Kepolisian Daerah Aceh memusnahkan sabu 404 kilogram. Barang bukti tersebut merupakan hasil penindakan selama 2021. Hal ini ini menunjukkan peredaran sabu di Aceh semakin mengerikan.
Oleh
ZULKARNAINI MASRY
·3 menit baca
BANDA ACEH, KOMPAS — Kepolisian Daerah Aceh memusnahkan sabu 404 kilogram. Barang bukti tersebut merupakan hasil penindakan selama 2021. Hal ini menunjukkan peredaran sabu di Aceh semakin mengerikan.
Kepala Kepolisian Daerah Aceh Inspektur Jenderal Wahyu Widada, Rabu (10/3/2021), mengatakan, kondisi Aceh saat ini sangat memprihatinkan. ”Aceh salah satu daerah yang menjadi pintu masuk narkoba dari luar negeri,” kata Wahyu saat menggelar konferensi pers di Mapolda Aceh.
Wahyu mengatakan, sabu yang masuk ke Aceh dua bentuk dalam kotak dan dalam kemasan teh berbahasa Mandarin. Sabu tersebut berasal dari Myanmar dari Timur Tengah.
Penangkapan terbesar dilakukan pada Rabu, 27 Januari 2021, di Kabupaten Bireuen. Sebanyak 353 kilogram sabu disita polisi dari sebuah kapal nelayan yang digunakan oleh pelaku untuk menyelundupkan barang haram tersebut. Selain menyita barang bukti, polisi juga menangkap 11 tersangka penyelundup barang terlarang itu.
Wahyu menuturkan, peredaran narkoba di Aceh adalah ancaman paling serius bagi generasi muda Aceh. Masa depan mereka akan terancam saat menggunakan narkoba.
Masyarakat harus mampu bertahan dan melawan dengan demikian peredaran sabu akan kehilangan pasar. (Wahyu Widada)
Sabu yang disita oleh kepolisian dimusnahkan dengan cara di hancurkan menggunakan mesin pengaduk semen. Wahyu mengingatkan warga Aceh agar menyatakan perang terhadap narkoba. ”Masyarakat harus mampu bertahan dan melawan. Dengan demikian, peredaran sabu akan kehilangan pasar,” kata Wahyu.
Wahyu mengatakan, polisi bekerja keras untuk mencegah dan menindak penyalahgunaan narkoba di Aceh. Beberapa pelaku penyelundupan narkoba terpaksa ditembak petugas karena berusaha kabur saat akan ditangkap.
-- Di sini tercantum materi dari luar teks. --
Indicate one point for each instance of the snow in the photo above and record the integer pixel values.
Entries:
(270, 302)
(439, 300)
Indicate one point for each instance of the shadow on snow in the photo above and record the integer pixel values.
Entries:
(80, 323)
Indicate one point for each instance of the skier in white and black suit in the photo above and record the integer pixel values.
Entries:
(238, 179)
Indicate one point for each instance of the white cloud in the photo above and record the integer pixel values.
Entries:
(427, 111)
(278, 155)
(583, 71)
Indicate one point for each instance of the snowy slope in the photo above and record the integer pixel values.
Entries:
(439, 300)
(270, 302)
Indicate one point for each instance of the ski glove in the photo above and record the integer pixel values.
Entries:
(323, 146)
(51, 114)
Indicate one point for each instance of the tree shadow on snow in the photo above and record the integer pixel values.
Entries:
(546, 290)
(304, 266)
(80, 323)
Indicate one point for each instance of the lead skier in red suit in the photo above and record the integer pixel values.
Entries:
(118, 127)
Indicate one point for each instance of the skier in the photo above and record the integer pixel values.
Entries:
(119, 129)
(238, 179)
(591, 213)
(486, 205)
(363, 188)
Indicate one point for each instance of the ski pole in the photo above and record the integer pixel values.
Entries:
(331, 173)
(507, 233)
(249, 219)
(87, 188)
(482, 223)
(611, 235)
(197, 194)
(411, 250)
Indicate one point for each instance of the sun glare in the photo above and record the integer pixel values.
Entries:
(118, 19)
Pada 2020 Polda Aceh menangani 1.521 kasus narkoba dengan jumlah tersangka 1.714 orang. Adapun barang bukti yang disita selama 2020 sebanyak 121 kg sabu dan 4.348 butir ekstasi.
Jalur peredaran sabu ke Aceh melalui Selat Malaka. Kawasan pantai utara timur Aceh paling sering dijadikan pintu masuk narkoba. Para pelaku penyelundupan sebagian besar adalah warga Aceh.
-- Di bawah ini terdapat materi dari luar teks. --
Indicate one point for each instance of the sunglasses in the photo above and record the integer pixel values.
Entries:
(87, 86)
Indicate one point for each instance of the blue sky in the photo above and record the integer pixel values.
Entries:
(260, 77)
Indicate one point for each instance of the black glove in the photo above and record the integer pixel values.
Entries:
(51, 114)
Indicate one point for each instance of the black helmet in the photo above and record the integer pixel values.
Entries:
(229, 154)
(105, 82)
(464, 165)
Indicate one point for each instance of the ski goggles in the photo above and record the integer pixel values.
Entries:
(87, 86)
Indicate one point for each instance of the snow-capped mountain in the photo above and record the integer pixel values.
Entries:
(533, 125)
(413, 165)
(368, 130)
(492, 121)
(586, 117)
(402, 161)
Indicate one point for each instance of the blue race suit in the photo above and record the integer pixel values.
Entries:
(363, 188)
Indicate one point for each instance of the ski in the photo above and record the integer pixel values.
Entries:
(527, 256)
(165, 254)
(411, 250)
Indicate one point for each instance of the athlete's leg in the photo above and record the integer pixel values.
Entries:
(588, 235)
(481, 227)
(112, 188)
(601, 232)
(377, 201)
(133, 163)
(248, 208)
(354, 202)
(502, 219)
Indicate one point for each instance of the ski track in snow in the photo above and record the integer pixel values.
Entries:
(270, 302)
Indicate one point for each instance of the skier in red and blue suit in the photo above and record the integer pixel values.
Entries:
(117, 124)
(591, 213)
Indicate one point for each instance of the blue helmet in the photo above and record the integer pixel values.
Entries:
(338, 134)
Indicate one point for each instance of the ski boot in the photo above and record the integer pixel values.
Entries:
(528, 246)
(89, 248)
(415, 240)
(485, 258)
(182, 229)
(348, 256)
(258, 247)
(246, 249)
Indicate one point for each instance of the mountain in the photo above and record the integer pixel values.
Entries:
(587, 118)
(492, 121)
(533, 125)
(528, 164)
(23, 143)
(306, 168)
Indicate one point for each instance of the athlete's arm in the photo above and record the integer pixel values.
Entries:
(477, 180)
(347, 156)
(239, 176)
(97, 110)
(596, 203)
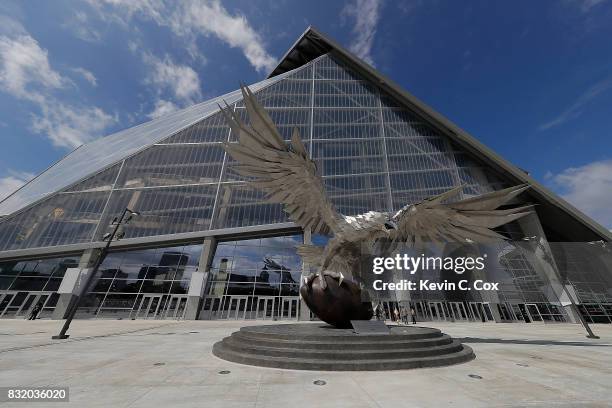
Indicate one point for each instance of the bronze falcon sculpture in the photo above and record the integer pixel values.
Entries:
(288, 176)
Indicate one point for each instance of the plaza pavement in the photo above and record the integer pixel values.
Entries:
(112, 363)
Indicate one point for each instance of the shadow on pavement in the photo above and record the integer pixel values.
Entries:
(536, 342)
Berkaca pada kasus yang ditangani polisi dan Badan Narkotika Nasional Aceh, pelaku penyelundupan dengan berbagai latar belakang, seperti petani, mahasiswa, ibu rumah tangga, bahkan oknum aparat penegak hukum.
Ketahanan keluarga
Ketua Inspirasi Keluarga Anti-narkoba (IKAN) Syahrul Maulidi mengatakan, untuk mencegah penyalahgunaan narkoba di kalangan masyarakat Aceh, ketahanan keluarga harus diperkuat. ”Keluarga adalah benteng terakhir untuk melawan narkoba,” ujar Syahrul.
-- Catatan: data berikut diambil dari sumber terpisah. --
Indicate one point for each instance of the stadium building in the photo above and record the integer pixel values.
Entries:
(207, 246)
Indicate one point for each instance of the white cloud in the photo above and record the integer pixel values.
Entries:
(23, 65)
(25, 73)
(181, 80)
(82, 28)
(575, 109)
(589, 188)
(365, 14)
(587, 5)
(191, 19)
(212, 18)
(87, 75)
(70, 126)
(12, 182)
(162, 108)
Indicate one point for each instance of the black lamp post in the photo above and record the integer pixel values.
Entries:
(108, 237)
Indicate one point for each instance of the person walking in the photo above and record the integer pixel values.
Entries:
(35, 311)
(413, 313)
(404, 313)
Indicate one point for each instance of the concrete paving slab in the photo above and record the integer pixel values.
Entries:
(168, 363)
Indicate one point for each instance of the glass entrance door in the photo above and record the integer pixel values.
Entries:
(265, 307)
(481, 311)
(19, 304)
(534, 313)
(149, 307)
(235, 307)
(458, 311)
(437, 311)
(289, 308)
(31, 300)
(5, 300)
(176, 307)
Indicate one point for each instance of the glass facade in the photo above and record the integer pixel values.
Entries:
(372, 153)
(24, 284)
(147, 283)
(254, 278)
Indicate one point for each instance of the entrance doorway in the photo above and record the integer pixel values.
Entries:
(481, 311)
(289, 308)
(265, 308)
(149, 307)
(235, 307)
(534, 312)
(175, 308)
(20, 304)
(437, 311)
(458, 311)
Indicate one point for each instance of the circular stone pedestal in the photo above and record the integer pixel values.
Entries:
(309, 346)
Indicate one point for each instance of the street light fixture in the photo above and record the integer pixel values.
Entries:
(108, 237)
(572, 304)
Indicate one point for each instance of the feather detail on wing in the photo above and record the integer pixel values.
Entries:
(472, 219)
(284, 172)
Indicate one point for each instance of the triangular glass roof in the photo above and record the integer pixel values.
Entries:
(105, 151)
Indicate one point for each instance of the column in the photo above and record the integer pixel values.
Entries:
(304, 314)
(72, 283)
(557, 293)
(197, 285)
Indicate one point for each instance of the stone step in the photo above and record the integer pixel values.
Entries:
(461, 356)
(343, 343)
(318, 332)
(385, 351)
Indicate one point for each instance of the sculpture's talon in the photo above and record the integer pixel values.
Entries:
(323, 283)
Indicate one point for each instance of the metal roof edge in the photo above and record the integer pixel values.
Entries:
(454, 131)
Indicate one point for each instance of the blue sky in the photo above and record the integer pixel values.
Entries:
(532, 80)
Syahrul menambahkan, aparatur desa sebagai perpanjangan tangan pemerintah harus berperan besar untuk menghalau peredaran narkoba di desa masing-masing. Syahrul meyakini, jika pemerintahan desa ikut terlibat melawan narkoba, para pengedar tidak akan berani masuk ke desa tersebut.
”Kalau ada orang yang mencurigakan yang terlibat narkoba, segera lapor kepada polisi. Polisi juga harus melindungi warga yang melapor agar mereka merasa aman,” kata Syahrul.
Wakil Ketua Generasi Gemilang Anti Narkoba Kota Banda Aceh Daeng Nauval Firjatullah mengatakan, pemuda menjadi sasaran utama para pengedar sabu. Daeng berharap para pemuda di Aceh tidak terjerumus dalam dunia gelap narkoba.
Daeng menambahkan, pemerintah harus mendukung aktivitas dan kreativitas anak muda supaya mereka memiliki kegiatan positif sehingga tidak terjerumus menggunakan narkoba.
”Ketika pemuda kehilangan kreativitas dan daya pikir, masa depan bangsa ini akan hancur,” ujarnya.